Promising therapeutic approaches specifically targeting ceramides biosynthesis have been reported (18,19), but it is unknown whether ceramides could be modified by therapeutic interventions that are known to reprogram AT and to reduce cardiovascular disease risk, such as GLP-1 analogs (20). We explored the effects of liraglutide on the ceramide profile in a randomized trial in patients with obesity. Indeed, 52 weeks’ treatment with liraglutide, following 8 weeks of intense, low-calorie diet–induced weight loss, led to better control of Cer16:0 and GlcCer16:0 plasma levels compared with the control group, confirming that ceramides are modifiable therapeutic targets in obesity.

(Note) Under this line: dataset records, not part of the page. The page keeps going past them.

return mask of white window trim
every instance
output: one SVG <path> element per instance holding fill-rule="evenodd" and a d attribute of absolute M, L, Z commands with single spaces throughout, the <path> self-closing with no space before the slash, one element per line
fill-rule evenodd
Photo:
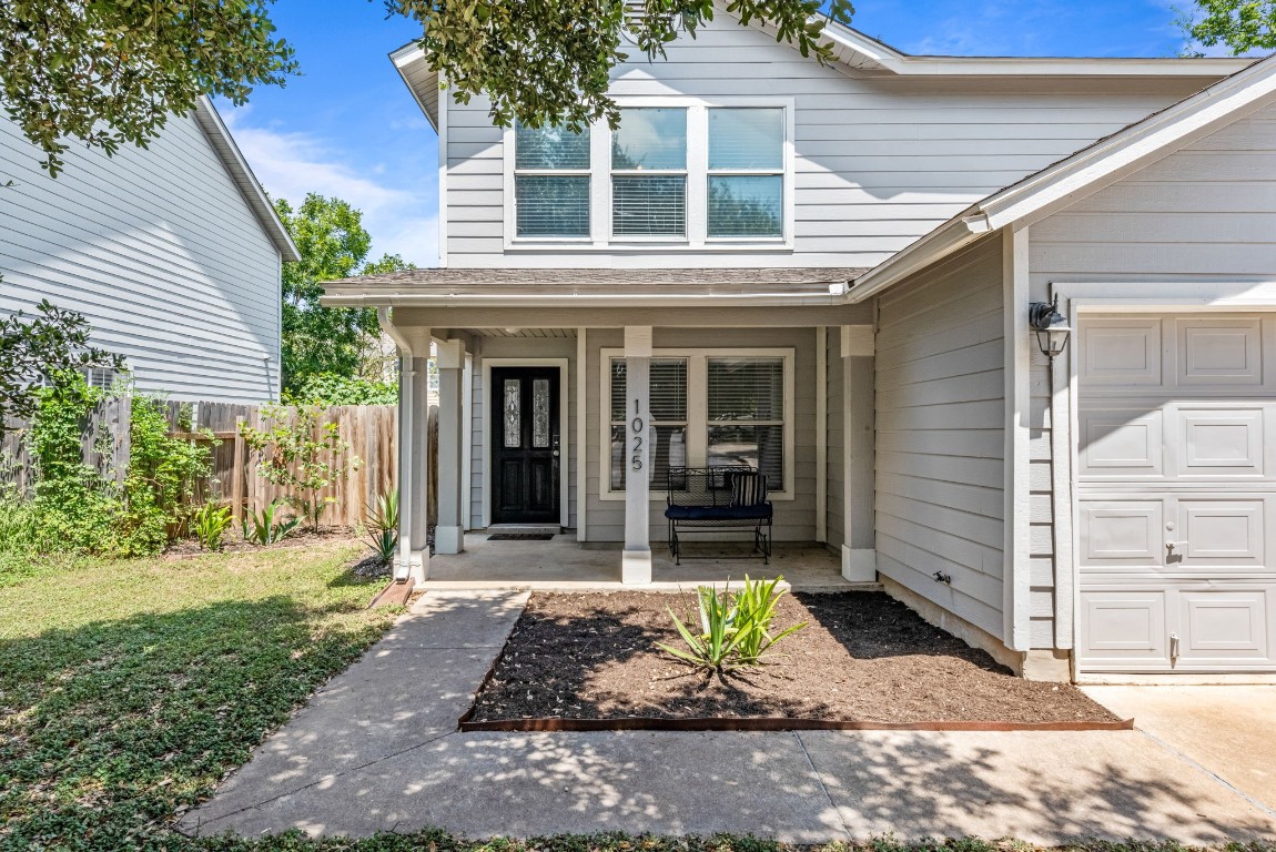
<path fill-rule="evenodd" d="M 623 358 L 623 348 L 602 348 L 598 351 L 598 500 L 624 500 L 624 491 L 611 488 L 611 358 Z M 796 500 L 796 458 L 798 400 L 795 388 L 796 349 L 777 348 L 656 348 L 652 360 L 686 360 L 686 466 L 706 467 L 708 463 L 707 432 L 709 427 L 708 360 L 709 358 L 782 358 L 785 376 L 785 482 L 783 488 L 768 492 L 773 501 Z M 666 492 L 652 482 L 651 499 L 664 501 Z"/>
<path fill-rule="evenodd" d="M 791 97 L 616 97 L 627 107 L 686 108 L 686 235 L 623 236 L 611 233 L 611 130 L 590 128 L 590 237 L 519 237 L 514 213 L 514 129 L 504 130 L 505 251 L 781 251 L 794 250 L 796 199 L 796 105 Z M 709 237 L 708 235 L 708 110 L 772 107 L 785 111 L 783 226 L 780 237 Z M 721 170 L 720 170 L 721 172 Z M 721 172 L 726 173 L 726 172 Z M 744 172 L 741 172 L 744 173 Z M 748 172 L 754 173 L 754 172 Z"/>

This may partly explain the improved cardiovascular disease outcomes observed in patients treated with liraglutide in the LEADER clinical trial (20).

Study limitations

The metabolomics methodology used in this study confidently screened for 413 pre-determined polar and nonpolar metabolites, and identification of additional metabolites and lipids would require different platforms. Another limitation of this study was the small number of events in the outcomes part of the study, which may have prevented additional ceramides with smaller effect sizes on prognosis from reaching statistical significance. In addition, this study lacked an external validation cohort as well as computed tomographic scans quantifying the volume of other fat depots, such as the gluteal fat. Further mechanistic investigations are needed to confirm the effect of human ThAT secretome–derived Cer16:0 on endothelial cells.

Perspectives.

COMPETENCY IN MEDICAL KNOWLEDGE: Metabolic crosstalk between the cardiovascular system and AT is crucial to normal function of both. Dysregulation of fat-derived SPL in obese patients with cardiovascular disease reflects plasma levels of Cer16:0, an independent predictor of mortality.

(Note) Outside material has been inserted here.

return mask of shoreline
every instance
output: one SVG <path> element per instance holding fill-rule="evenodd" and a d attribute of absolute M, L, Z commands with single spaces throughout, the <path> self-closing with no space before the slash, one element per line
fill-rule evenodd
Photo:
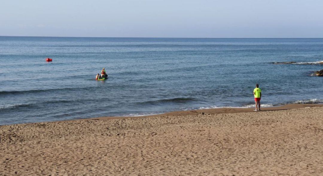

TRANSLATIONAL OUTLOOK: Further studies are needed to clarify the roles of Cer16:0 and its glycosylated derivative in preventing adverse outcomes among patients with atherosclerosis managed with weight loss and treatment with liraglutide.

Conclusions

We demonstrate the ThAT secretes ceramides, and particularly Cer16:0, which has an endocrine effect on the vascular wall, inducing vascular redox state. We also show that high plasma levels of Cer16:0 have striking prognostic value for cardiac mortality, and may be a drugable target of GLP1-analogues.

Funding Support and Author Disclosures

This study was supported by the Novo Nordisk Foundation Tripartite Immunometabolism Consortium Award (NNF15CC0018486), the British Heart Foundation (FS/16/15/32047, PG/13/56/30383, RG/17/10/32859 and RG/F/21/110040) and British Heart Foundation Chair award (CH/16/1/32013), British Heart Foundation Centre of Research Excellence award (RG/13/1/30181), the National Institute for Health Research Oxford Biomedical Research Centre, and the Swedish Heart Lung Foundation (HLF 20180290). The authors have reported that they have no relationships relevant to the contents of this paper to disclose.